Pioveranno prevedibilmente ancora polemiche sul capo dello scrivente, definito da qualcuno anche un "cattivo maestro". Peccato che lo si disse pure di Socrate, e poter asserire questo e' almeno una consolazione, sebbene assai modesta, visto che di fatto fu poi il vecchio filosofo obbligato a bere la cicuta, e non quelle "nullita'" dei suoi accusatori...
 
 

* Chissa' perche', mi viene alla mente la seguente buffa, ma mica tanto, notizia:

"GRAZIE, SCEMO! Il Darwin Awards e' istituito "in nome e onore" di Charles Darwin, padre della teoria dell'evoluzione, allo scopo di "commemorare" coloro che migliorano la razza umana auto-eliminandosi. In pratica, rende onore alle morti stupide. Il sito "certifica" alcuni degli episodi segnalati, su altri lascia ai navigatori la possibilita' di esprimersi.

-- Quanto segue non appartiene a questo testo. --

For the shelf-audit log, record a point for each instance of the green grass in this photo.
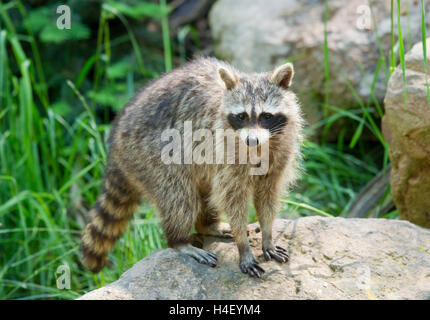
(53, 132)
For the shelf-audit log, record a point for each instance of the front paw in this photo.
(252, 268)
(277, 253)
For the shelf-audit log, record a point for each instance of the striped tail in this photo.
(108, 220)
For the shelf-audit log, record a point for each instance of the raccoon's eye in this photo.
(242, 116)
(267, 115)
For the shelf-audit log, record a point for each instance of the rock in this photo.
(330, 258)
(407, 131)
(260, 34)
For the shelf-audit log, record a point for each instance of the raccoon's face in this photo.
(255, 107)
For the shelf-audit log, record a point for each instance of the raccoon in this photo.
(259, 108)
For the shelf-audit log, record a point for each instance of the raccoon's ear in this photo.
(283, 75)
(228, 78)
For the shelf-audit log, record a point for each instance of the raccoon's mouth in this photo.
(253, 137)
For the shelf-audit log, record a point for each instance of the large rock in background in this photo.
(407, 131)
(330, 258)
(260, 34)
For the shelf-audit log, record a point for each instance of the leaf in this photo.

Comunque, vale la pena dare un'occhiata, si possono imparare molte cose da non fare!

http://www.darwinawards.com " (da: Netlife <list@it.buongiorno.com>, Sat, 04 Aug 2001).

** Ho conosciuto molto bene donne che erano tutte istericamente agitate per la situazione nel Vietnam, ma non badavano alle esigenze dei loro figli piccoli - guai a chi li prendeva in braccio, che non avessero a "viziarsi". Tra queste c'era anche chi invitava i bambini a limitare per esempio le loro richieste di giocattoli (o di cibo), invitandoli a pensare ai loro coetanei meno fortunati (ma forse con madri assai migliori di quelle prodotte dalla "cultura del '68"...).